In 1832, the colonies of Demerara and Essequibo (officially united as British Guiana since 1831) faced a severe and complex currency crisis rooted in the region's colonial economic structure. The local economy, heavily dependent on the sugar plantation system and slave labour, operated with a confusing multiplicity of currencies. These included Spanish silver dollars, Dutch guilders, and British coins, but the most prevalent and problematic was the system of "paper money" issued by local plantation banks and merchant houses. This privately issued currency was notoriously unstable, often becoming worthless if the issuing entity failed, creating chronic uncertainty for all transactions.
The crisis was exacerbated by the British imperial policy following the 1825 order-in-council, which aimed to standardize sterling throughout the Empire. This order made British silver coin the only legal tender, but failed to supply the colony with adequate quantities of hard currency.
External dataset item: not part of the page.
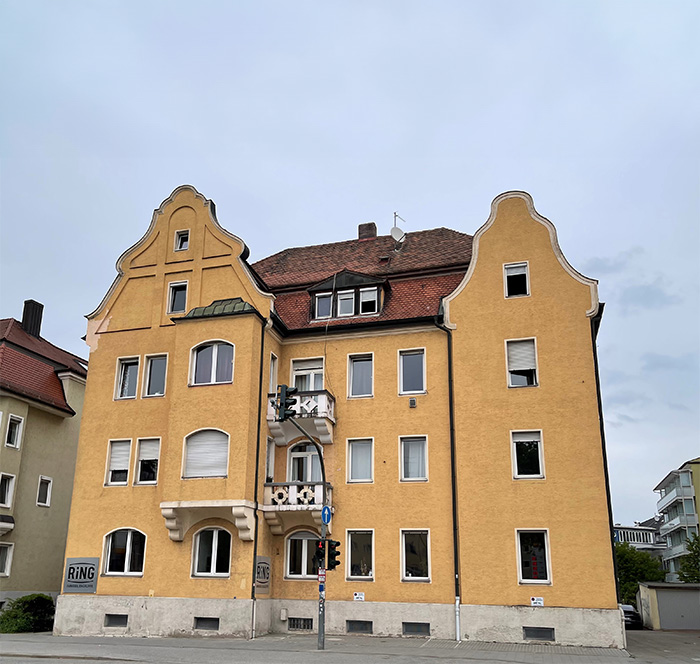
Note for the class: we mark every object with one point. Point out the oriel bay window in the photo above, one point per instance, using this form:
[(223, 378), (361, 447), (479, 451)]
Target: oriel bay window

Consequently, a severe shortage of specie (coin) crippled daily commerce. Wages, even for the small free population, and payments for supplies were difficult to make, while the abundant plantation paper money circulated at a steep and fluctuating discount against sterling, harming smaller merchants and freeholders.
This unstable monetary environment occurred amidst the looming end of slavery, which was enacted by the British Parliament in 1833 to take effect in 1834. The impending emancipation intensified the currency anxieties, as planters feared the collapse of the credit system that underpinned their operations and as the colonial government grappled with how to establish a stable wage-based economy. Thus, in 1832, the currency situation was not merely a financial inconvenience but a profound symptom of a slave-based colony in traumatic transition, threatening both economic viability and social order.